This course was published in the May 2022 issue and expires May 2025. The authors have no commercial conflicts of interest to disclose. This 2 credit hour self-study activity is electronically mediated.
After reading this course, the participant should be able to:
- Explain site- and patient-related risk factors for mucogingival therapy.
- Discuss the drivers for covering exposed root surfaces or treating deficient bands of attached, keratinized tissue.
- Educate patients on proper self-care practices when there is existing recession.
- Manage dentinal hypersensitivity as part of recare visits.
A lack of attached, keratinized tissue and gingival recession are the most common soft tissue conditions encountered by the dental team. In fact, 50% to 80% of adults present with at least one site of recession.1 Exposed root surfaces compromise esthetics and function, leading to an unfortunate sequela of dentinal hypersensitivity, caries, noncarious cervical lesions, and/or impaired plaque control. If these defects are not treated aptly, they can worsen and complicate future surgical, restorative, or orthodontic treatment.2 The surgical approach is unique to each patient and differs by etiology of the condition, oral hygiene compliance, and other risk factors. Dental hygienists need to understand preventive and maintenance practices to prevent and manage gingival recession.

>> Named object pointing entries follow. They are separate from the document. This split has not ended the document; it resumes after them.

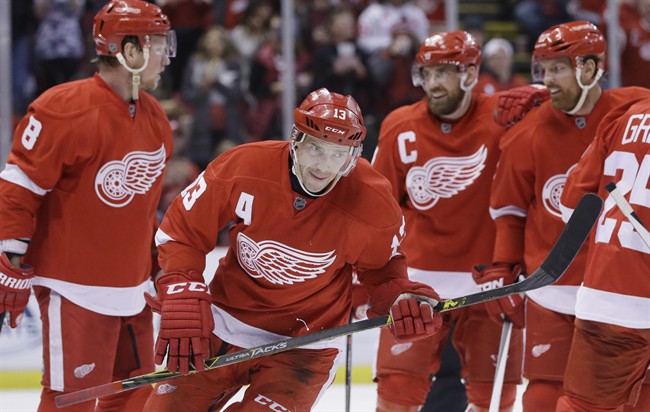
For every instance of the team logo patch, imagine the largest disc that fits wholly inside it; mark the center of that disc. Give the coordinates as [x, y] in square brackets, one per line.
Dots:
[83, 370]
[118, 181]
[443, 178]
[399, 348]
[552, 191]
[165, 388]
[539, 350]
[278, 263]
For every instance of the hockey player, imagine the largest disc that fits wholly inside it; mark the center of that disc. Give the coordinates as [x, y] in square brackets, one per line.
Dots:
[440, 155]
[538, 154]
[307, 212]
[610, 352]
[78, 201]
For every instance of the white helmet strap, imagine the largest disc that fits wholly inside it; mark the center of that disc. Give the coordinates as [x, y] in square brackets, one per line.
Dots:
[585, 89]
[136, 72]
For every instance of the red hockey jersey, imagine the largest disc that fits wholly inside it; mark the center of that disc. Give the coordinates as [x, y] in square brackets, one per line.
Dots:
[83, 181]
[538, 154]
[616, 286]
[441, 173]
[288, 271]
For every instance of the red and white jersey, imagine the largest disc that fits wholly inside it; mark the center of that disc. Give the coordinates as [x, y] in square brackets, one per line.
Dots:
[441, 173]
[538, 154]
[83, 181]
[616, 286]
[289, 269]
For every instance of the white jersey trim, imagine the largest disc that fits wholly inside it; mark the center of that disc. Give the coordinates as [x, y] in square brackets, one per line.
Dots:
[558, 298]
[232, 330]
[507, 211]
[13, 174]
[161, 238]
[566, 213]
[447, 284]
[613, 308]
[105, 300]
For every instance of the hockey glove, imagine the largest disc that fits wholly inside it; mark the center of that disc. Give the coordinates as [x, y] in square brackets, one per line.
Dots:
[498, 275]
[186, 322]
[15, 287]
[411, 308]
[513, 104]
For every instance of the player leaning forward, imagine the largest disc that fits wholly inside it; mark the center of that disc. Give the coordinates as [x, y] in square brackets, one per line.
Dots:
[78, 199]
[306, 214]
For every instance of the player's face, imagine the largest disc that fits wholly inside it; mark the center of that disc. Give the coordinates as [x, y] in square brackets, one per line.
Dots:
[319, 162]
[442, 86]
[559, 77]
[158, 60]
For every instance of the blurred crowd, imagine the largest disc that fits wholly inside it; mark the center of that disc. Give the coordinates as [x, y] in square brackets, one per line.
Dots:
[224, 86]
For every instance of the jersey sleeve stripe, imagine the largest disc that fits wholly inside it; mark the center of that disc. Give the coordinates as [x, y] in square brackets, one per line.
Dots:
[13, 173]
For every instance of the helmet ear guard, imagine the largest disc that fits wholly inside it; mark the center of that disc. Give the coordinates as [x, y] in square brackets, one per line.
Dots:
[457, 48]
[121, 18]
[578, 41]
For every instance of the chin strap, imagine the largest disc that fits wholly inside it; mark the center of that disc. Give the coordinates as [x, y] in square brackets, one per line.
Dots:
[585, 90]
[136, 72]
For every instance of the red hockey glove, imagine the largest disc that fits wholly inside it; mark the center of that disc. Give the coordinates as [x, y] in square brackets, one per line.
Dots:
[359, 301]
[513, 104]
[495, 276]
[15, 287]
[186, 321]
[411, 308]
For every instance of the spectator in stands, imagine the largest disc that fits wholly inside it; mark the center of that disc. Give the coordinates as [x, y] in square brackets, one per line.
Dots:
[535, 16]
[390, 33]
[59, 41]
[497, 68]
[23, 25]
[191, 19]
[338, 64]
[212, 85]
[635, 53]
[265, 85]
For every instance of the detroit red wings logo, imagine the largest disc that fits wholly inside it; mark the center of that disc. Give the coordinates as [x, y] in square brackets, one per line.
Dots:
[443, 177]
[278, 263]
[118, 181]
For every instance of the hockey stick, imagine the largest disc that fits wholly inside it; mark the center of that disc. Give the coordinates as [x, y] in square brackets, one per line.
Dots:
[348, 368]
[558, 260]
[500, 371]
[627, 210]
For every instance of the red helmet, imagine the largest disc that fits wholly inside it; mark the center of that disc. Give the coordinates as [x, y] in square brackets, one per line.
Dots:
[575, 40]
[120, 18]
[331, 117]
[454, 47]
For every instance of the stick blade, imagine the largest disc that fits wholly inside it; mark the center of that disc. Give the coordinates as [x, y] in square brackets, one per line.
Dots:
[84, 395]
[573, 236]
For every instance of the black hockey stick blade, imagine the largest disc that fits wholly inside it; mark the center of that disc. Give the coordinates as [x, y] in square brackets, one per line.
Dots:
[219, 361]
[556, 263]
[558, 260]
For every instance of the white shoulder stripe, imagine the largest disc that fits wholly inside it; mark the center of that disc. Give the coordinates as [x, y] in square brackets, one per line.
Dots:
[14, 174]
[508, 211]
[162, 238]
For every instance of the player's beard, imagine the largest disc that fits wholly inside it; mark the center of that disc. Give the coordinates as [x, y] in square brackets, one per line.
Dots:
[447, 104]
[565, 99]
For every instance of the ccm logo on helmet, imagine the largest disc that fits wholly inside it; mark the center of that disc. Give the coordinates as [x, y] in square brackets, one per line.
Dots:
[334, 130]
[13, 283]
[180, 287]
[127, 9]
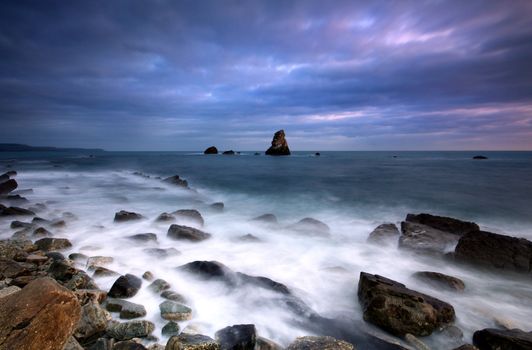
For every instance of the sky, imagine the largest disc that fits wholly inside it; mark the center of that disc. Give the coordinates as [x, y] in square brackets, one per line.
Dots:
[335, 75]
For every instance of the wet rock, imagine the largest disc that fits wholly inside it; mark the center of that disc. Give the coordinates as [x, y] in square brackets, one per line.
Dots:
[125, 287]
[496, 339]
[311, 226]
[8, 186]
[123, 216]
[266, 218]
[130, 330]
[211, 150]
[442, 223]
[93, 322]
[42, 316]
[170, 329]
[180, 232]
[440, 280]
[176, 180]
[237, 337]
[170, 310]
[399, 310]
[191, 342]
[319, 343]
[497, 251]
[159, 285]
[279, 145]
[384, 233]
[48, 244]
[144, 237]
[165, 217]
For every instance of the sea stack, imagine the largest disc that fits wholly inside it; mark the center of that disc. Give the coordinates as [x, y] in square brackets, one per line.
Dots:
[279, 145]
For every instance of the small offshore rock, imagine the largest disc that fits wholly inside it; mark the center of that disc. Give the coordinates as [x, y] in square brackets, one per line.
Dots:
[123, 216]
[237, 337]
[171, 310]
[319, 343]
[125, 287]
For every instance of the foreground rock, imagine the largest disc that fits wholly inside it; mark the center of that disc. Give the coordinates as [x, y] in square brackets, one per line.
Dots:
[211, 150]
[319, 343]
[42, 316]
[279, 145]
[493, 250]
[399, 310]
[180, 232]
[237, 337]
[440, 280]
[496, 339]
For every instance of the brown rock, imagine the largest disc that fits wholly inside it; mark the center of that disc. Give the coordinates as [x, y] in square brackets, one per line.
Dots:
[42, 316]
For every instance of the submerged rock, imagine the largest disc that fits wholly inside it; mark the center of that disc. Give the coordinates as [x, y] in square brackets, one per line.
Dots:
[180, 232]
[123, 216]
[496, 339]
[279, 145]
[211, 150]
[319, 343]
[440, 280]
[237, 337]
[42, 316]
[497, 251]
[393, 307]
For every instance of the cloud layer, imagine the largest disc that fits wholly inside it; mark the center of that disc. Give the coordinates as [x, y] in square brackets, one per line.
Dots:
[182, 75]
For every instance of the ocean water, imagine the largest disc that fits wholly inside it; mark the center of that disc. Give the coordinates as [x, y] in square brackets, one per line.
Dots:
[352, 192]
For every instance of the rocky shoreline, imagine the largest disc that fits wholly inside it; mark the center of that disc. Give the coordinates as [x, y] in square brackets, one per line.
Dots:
[52, 301]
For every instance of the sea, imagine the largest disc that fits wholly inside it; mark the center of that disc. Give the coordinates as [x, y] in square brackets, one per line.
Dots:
[352, 192]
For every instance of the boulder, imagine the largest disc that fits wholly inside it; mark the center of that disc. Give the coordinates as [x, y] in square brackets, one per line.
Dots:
[176, 180]
[186, 341]
[180, 232]
[237, 337]
[125, 287]
[497, 251]
[440, 280]
[319, 343]
[190, 215]
[399, 310]
[384, 233]
[211, 150]
[496, 339]
[8, 186]
[279, 145]
[42, 316]
[123, 216]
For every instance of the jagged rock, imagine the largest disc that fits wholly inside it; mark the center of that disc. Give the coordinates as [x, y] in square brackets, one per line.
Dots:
[176, 180]
[496, 339]
[171, 310]
[123, 216]
[93, 322]
[440, 280]
[48, 244]
[191, 215]
[191, 342]
[384, 233]
[211, 150]
[42, 316]
[319, 343]
[495, 251]
[180, 232]
[399, 310]
[279, 145]
[237, 337]
[125, 286]
[130, 330]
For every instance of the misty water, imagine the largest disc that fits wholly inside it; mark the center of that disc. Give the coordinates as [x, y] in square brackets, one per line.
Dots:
[352, 192]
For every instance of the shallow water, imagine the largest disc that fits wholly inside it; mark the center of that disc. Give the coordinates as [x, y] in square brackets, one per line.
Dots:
[350, 191]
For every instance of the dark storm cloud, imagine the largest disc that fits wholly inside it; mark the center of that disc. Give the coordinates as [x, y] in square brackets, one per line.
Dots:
[341, 75]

Gingival recession is the apical shift of the gingival margin from the cementoenamel junction.3 Recession can result from bacterial, anatomical, chemical, or mechanical trauma, but the presence of inflammation and bone loss are what truly drive this process. A combination of these factors worsens recession over time (Table 1).3 These factors do not cause recession by themselves, but rather predispose patients to its development.
The influences of a patient’s phenotype, which considers hard and soft tissue thickness, are also considered. Dehiscence and recession more frequently occur in patients with thin phenotypes, especially after orthodontic treatment.4 If a probe is visualized through the facial gingival sulcus, it is classified as thin.5 This should be documented as part of the initial workup, as it may complicate treatment.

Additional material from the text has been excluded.